Thank you for exploring my notebook. Please take a moment to upvote my notebook. Your support motivates me to keep improving and sharing valuable insights.😊

# Import Libraries

In [None]:
# import all the libraries
import numpy as np
import pandas as pd
import seaborn as sns
import matplotlib.pyplot as plt
import plotly.express as px

# Read the Dataset

In [None]:
# Read the dataset
dataframe=pd.read_csv("/kaggle/input/lettuce-growth-days/lettuce_dataset.csv",encoding='latin-1')
dataframe.head(10)

In [None]:
dataframe.tail(10)

In [None]:
# shape of the dataset
dataframe.shape

In [None]:
# check the datatype of the dataset
dataframe.info()

In [None]:
# description of dataset in terms of statistics
dataframe.describe()

In [None]:
# To check Is there any null values in the dataset
dataframe.isna().sum()

> Here we notice that there is no null values in the dataset

In [None]:
# To check the duplicate values in the dataset
dataframe.duplicated().sum()

> There is no duplicate value in the dataset

In [None]:
dataframe['Date'] = pd.to_datetime(dataframe['Date'])
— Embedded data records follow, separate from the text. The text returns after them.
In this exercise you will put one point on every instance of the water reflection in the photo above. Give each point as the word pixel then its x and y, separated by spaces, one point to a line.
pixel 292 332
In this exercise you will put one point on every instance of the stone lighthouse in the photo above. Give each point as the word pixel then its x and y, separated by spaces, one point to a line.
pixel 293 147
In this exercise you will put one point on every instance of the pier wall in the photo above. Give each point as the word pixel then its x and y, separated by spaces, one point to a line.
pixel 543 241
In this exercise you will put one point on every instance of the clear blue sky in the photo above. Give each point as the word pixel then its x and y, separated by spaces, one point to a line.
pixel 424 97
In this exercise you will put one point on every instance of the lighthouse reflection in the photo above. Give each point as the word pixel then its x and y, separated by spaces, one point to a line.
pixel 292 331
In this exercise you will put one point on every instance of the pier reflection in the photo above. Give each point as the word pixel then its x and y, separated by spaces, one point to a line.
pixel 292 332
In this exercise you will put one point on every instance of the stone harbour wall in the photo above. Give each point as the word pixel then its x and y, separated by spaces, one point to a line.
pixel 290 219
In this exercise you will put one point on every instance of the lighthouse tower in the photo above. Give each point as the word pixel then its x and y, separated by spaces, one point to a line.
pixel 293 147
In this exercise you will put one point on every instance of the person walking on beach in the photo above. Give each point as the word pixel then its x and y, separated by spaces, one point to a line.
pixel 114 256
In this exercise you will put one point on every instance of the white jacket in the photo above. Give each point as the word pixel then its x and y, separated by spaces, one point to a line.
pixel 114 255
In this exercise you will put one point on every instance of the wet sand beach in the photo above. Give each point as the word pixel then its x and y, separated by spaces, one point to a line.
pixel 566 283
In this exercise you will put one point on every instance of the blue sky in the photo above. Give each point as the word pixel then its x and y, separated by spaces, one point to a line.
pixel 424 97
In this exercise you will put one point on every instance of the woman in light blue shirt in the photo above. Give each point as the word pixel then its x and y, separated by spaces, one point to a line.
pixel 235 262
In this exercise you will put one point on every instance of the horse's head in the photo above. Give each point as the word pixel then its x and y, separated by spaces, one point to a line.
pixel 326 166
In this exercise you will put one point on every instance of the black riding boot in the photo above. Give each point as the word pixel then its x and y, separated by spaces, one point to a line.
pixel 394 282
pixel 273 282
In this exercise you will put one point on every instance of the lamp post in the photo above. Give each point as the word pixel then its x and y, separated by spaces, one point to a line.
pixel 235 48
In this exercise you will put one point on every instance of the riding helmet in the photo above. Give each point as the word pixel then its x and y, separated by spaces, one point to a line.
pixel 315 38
# Lets visualize the Correlation Matrix

In [None]:
plt.figure(figsize=(5,5))
sns.heatmap(dataframe.corr(), annot=True, cmap="Reds", fmt=".2f")
plt.show()

> 1. Here we notice that Growth Days and Date have a correltion equal to 1, whereas PH value has a correlation equal to 0 with Growth days.
2.Temperature and Humidity has a correlation with value of 0.03

# Exploratory Data Analysis

# Univariate Analysis
> Univariate Analysis is a type of analysis which consider only one variable at a time to see the data distribution.

In [None]:
# Data distribution of Temperature Column
sns.histplot(data=dataframe, x=dataframe["Temperature (°C)"], kde=True, color="blue")

In [None]:
# Data distribution of Humidity Column
sns.histplot(data=dataframe, x=dataframe["Humidity (%)"], kde=True, color="red")

In [None]:
# Data distribution of Total Dissolved Solids value
sns.histplot(data=dataframe, x=dataframe["TDS Value (ppm)"], kde=True, color="green")

In [None]:
# Data distribution of Growth Days
sns.histplot(data=dataframe, x=dataframe["Growth Days"], kde=True, color="brown")

In [None]:
# Data Distribution of PH value
sns.histplot(data=dataframe, x=dataframe["pH Level"], kde=True, color="purple")

In [None]:
# Distribution of Date column by Month Wise
sns.countplot(data=dataframe, x=dataframe["Date"].dt.month.map({8:"August", 9:"September"}),color="brown")

# Bivariate Analysis
> Bivariate Analysis is a type of analysis which consider two variable at a time to see the data distribution.

In [None]:
# Data Distribution of Growth Days vs Temperature
fig = px.scatter(dataframe, x="Temperature (°C)", y="Growth Days", marginal_x="histogram", marginal_y="histogram",title="Growth Days Vs Temperature", color_discrete_sequence=["red"])
fig.show()

> # Here we see that most of the lettuce grown in the temperature range of 18 to 25 Degree celsius, and we only see the small portion of datapoints lies in the temperature range from 29 to 34, which means that lettuce plant could not bear the high temperature.

In [None]:
# Data Distribution of Growth Days vs PH value
fig = px.box(dataframe, x="pH Level", y="Growth Days",title="Growth Days Vs pH Level", color_discrete_sequence=["blue"])
fig.show()

> # Here we can see that the differnt PH Level has almost no impact on the Growth of lettuce, the growth is almost same at different PH Level.

In [None]:
# Data Distribution of Growth Days vs Total Dissolved Solids value in parts per million
fig = px.scatter(dataframe, x="TDS Value (ppm)", y="Growth Days", marginal_x="histogram", marginal_y="histogram",title="Growth Days Vs TDS Value (ppm)", color_discrete_sequence=["green"])
fig.show()

In [None]:
# Data Distribution of Growth Days vs Humidity
fig = px.box(dataframe, x="Humidity (%)", y="Growth Days",title="Growth Days Vs Humidity (%)", color_discrete_sequence=["black"])
fig.show()

> # Here we analyse the little impact of the Humidity on Lettuce Growth days.

In [None]:
# Data Distribution of Growth Days vs Date
fig = px.scatter(dataframe, x="Date", y="Growth Days", marginal_x="histogram", marginal_y="histogram",title="Growth Days Vs Date", color_discrete_sequence=["purple"])
fig.show()

> # Here we can observe that as the date passes the lettuce growth growth rate increases, and both Date and Growth days shows the perfectly positive correlation.